Results: In control group, without nerve injury, immunohistochemistry for PGP 9.5 demonstrated the presence of immature Ruffini endings in the periodontal ligament of the NT-4/5 (-/-) homozygous mice. The chronological neural density was calculated with a computer-assisted image analyzer. The animals whose inferior alveolar nerve (IAN) was cut were processed for immunohistochemistry for protein gene product 9.5 (PGP 9.5), a general neuronal marker. Methods: NT-4/5 homozygous and wild-type mice were used in this study. Our recent studies using BDNF-deficient mice demonstrated a delayed in regeneration of the periodontal Ruffini endings, and furthermore suggested the involvement of neurotrophin-4/5 (NT-4/5) in their regeneration. Therefore, in their next studies, Massari and his colleagues plan to test the extent to which their approach can be applied to other systems.Objectives: The expression of TrkB, a high affinity neurotrophin receptors, have been shown in the periodontal Ruffini endings, suggesting the involvement of brain-derived neurotrophin (BDNF), a ligand for TrkB, in the development and regeneration of this mechanoreceptor.
#RUFFINI ENDINGS SKIN#
In the future, the system created by this team of researchers could be implemented on a variety of humanoid robots, as the modular patches that make up the skin should theoretically fit different architectures and shapes. "Demonstrations with an anthropomorphic arm pave the way towards artificial intelligence based integrated skins enabling safe human-robot cooperation via machine intelligence." "Results of 35 mN (interquartile range 56 mN) and 3.2 mm (interquartile range 2.3 mm) median errors were achieved for force and localization predictions, respectively," the researchers wrote. They found that it achieved very promising results, effectively predicting the force applied to the artificial skin and the location where it was applied.
#RUFFINI ENDINGS SERIES#
The researchers evaluated their artificial skin-based system in a series of simulations and tests. "A CNN-based deep learning algorithm and a multigrid neuron integration process were implemented to decode the fiber Bragg grating sensor outputs for inference of contact force magnitude and localization through the skin surface," the researchers wrote in their paper.
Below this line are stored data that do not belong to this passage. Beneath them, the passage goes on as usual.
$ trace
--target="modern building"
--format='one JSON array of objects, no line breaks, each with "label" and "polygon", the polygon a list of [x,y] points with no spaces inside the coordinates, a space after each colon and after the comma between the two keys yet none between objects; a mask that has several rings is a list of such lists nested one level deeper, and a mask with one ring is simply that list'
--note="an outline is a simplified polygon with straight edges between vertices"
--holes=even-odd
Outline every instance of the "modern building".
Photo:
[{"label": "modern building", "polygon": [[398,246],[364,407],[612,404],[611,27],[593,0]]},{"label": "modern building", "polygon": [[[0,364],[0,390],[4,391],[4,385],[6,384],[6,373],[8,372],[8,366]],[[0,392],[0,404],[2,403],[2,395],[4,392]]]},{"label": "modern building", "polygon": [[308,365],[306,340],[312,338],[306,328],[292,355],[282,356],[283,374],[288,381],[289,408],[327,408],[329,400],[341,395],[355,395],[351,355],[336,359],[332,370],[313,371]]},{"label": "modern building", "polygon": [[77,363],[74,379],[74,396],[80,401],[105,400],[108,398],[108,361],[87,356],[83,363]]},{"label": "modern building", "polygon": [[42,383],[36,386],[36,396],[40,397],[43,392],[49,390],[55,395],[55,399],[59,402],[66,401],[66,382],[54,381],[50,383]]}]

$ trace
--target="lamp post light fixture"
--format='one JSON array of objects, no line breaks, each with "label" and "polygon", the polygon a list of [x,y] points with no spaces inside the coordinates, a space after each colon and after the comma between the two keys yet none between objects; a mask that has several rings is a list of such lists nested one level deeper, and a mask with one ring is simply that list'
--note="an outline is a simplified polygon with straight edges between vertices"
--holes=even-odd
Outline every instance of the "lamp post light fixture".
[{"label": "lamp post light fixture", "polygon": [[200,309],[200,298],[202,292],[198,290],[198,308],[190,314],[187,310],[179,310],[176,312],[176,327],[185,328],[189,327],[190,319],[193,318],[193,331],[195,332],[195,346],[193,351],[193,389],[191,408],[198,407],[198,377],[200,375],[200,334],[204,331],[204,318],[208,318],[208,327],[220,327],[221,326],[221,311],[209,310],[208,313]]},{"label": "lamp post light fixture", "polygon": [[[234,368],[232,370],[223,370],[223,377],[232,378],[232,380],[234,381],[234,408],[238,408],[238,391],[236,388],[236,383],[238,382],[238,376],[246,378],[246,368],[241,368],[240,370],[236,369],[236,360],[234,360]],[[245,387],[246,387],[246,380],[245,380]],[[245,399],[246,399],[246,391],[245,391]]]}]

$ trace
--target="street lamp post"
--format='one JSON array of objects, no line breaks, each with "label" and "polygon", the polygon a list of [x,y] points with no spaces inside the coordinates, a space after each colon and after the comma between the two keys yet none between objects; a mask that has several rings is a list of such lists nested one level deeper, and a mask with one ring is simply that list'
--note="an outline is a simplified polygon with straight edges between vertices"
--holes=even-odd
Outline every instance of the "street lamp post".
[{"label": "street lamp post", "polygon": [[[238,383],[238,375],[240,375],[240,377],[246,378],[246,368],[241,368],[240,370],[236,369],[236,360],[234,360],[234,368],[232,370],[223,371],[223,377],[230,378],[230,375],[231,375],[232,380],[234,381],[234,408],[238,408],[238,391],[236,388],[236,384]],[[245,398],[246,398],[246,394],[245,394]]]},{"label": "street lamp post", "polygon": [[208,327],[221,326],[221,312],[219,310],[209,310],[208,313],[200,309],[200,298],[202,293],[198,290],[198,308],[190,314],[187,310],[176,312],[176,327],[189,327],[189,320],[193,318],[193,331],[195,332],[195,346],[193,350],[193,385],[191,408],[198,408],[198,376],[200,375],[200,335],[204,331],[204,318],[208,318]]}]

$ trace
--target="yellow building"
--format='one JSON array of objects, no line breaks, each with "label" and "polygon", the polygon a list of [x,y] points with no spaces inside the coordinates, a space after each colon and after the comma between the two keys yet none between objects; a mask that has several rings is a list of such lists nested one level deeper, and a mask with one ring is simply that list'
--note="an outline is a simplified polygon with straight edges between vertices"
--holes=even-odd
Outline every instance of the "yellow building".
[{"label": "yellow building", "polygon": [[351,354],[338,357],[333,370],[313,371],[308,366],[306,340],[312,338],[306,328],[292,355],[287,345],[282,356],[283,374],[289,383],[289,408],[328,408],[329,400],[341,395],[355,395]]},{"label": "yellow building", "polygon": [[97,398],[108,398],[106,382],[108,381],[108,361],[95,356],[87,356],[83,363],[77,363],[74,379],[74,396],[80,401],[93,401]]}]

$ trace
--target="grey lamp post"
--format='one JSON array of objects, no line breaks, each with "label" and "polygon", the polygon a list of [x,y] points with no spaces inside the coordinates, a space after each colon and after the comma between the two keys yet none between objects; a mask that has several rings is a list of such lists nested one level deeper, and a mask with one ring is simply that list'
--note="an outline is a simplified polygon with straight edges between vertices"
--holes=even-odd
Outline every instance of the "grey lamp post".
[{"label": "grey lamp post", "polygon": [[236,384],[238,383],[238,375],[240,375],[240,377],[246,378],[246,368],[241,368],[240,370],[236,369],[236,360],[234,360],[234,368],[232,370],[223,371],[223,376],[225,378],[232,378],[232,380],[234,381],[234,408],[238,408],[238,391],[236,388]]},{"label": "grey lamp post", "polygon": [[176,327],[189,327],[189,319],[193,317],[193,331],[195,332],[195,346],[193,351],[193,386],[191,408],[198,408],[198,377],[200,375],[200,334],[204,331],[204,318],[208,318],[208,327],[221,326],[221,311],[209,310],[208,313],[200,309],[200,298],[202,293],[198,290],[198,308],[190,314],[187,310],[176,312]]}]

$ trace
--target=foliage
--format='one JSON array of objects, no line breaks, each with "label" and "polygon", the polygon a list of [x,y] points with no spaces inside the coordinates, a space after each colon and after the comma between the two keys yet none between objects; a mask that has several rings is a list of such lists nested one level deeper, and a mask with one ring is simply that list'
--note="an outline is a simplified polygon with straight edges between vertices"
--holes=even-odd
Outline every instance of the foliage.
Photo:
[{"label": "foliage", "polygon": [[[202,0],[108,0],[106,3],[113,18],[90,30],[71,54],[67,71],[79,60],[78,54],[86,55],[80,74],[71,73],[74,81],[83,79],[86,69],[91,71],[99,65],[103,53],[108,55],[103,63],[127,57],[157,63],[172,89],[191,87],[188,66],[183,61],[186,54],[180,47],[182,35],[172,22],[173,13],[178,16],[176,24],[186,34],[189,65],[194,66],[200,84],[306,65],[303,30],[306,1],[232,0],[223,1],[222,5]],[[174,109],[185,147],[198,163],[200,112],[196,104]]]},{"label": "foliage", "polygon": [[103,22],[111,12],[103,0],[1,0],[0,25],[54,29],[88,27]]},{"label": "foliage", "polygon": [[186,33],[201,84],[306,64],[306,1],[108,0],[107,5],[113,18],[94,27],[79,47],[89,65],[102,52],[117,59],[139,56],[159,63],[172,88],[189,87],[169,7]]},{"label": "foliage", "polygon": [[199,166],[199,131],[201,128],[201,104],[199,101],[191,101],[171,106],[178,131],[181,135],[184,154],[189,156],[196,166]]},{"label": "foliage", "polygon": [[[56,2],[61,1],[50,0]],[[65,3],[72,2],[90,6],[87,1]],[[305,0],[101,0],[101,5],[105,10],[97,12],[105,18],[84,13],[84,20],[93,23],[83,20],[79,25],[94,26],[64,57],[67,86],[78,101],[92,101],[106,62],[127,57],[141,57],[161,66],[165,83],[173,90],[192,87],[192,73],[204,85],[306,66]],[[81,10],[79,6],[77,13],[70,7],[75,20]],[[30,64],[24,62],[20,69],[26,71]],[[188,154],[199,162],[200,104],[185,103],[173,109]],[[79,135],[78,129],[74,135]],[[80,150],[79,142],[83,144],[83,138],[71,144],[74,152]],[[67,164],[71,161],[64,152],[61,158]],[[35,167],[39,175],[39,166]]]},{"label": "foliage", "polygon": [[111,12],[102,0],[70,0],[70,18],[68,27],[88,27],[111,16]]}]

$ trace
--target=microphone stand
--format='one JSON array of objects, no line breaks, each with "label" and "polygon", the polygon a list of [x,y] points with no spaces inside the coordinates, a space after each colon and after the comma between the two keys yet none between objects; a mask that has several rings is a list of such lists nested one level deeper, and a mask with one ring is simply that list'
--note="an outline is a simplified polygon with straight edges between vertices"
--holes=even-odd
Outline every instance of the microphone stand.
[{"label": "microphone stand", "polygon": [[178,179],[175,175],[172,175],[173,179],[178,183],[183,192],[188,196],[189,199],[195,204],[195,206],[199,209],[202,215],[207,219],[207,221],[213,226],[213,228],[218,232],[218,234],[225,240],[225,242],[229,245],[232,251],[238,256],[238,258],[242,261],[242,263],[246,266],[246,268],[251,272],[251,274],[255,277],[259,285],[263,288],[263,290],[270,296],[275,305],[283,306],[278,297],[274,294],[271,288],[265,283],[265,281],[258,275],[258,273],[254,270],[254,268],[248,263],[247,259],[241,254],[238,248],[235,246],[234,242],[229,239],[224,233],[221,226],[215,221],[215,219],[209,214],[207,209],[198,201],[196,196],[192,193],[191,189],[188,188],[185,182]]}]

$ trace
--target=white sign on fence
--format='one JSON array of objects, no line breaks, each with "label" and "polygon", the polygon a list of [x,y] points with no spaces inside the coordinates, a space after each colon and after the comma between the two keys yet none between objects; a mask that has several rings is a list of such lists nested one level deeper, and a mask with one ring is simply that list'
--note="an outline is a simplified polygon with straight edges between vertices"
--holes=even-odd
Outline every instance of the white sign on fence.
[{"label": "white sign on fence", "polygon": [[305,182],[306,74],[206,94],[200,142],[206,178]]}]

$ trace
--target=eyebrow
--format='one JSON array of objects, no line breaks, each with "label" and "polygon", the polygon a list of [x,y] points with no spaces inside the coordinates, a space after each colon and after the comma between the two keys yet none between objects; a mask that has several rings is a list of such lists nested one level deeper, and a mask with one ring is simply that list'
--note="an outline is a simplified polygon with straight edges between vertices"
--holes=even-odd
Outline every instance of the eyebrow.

This algorithm was trained to estimate the force applied to the artificial skin's surface and estimate the points where the robot is touching something. To process and make sense of the signals picked up by the artificial skin they created, the researchers developed a deep learning model based on a multi-layered convolutional neural network (CNN). "The biomimetic skin consists of a soft polymeric matrix, resembling a human forearm, embedded with photonic fiber Bragg grating transducers, which partially mimics Ruffini mechanoreceptor functionality with diffuse, overlapping receptive fields," Luca Massari and his colleagues explained in their paper. The artificial skin was created using 3D printing technology. To replicate the function of Ruffini endings, the researchers used a soft, curved and large-area artificial skin, comprising an 8mm-thick stretchable polymeric layer, with a 430mm-long optical fiber integrated in it. They are one of the four primary types of skin receptors, along with Merkel cells, Pacinian corpuscles and Meissner corpuscles. Ruffini receptors, also known as Ruffini endings or corpuscles, are small and slowly adapting cells that can detect the stretching of the skin, as well as low-frequency vibrations, warmth and pressure. Their approach, introduced in a paper published in Nature Machine Intelligence, replicates the function of a class of cells located on the human superficial dermis (i.e., subcutaneous skin tissue), known as Ruffini receptors. Researchers at Scuola Superiore Sant'Anna, Ca' Foscari University of Venice, Sapienza University of Rome and other institutes in Italy have recently used an artificial skin and a deep learning technique that could be used to improve the tactile capabilities of both existing and newly developed robots to replicate the function of the so-called Ruffini receptors. In recent years, many engineers and material scientists have thus been trying to develop systems that can artificially replicate biological sensory processes.
#RUFFINI ENDINGS MANUAL#
To improve the performance of mobile robots on interactive and manual tasks, roboticists will need to ensure that they can effectively sense stimuli in their environment.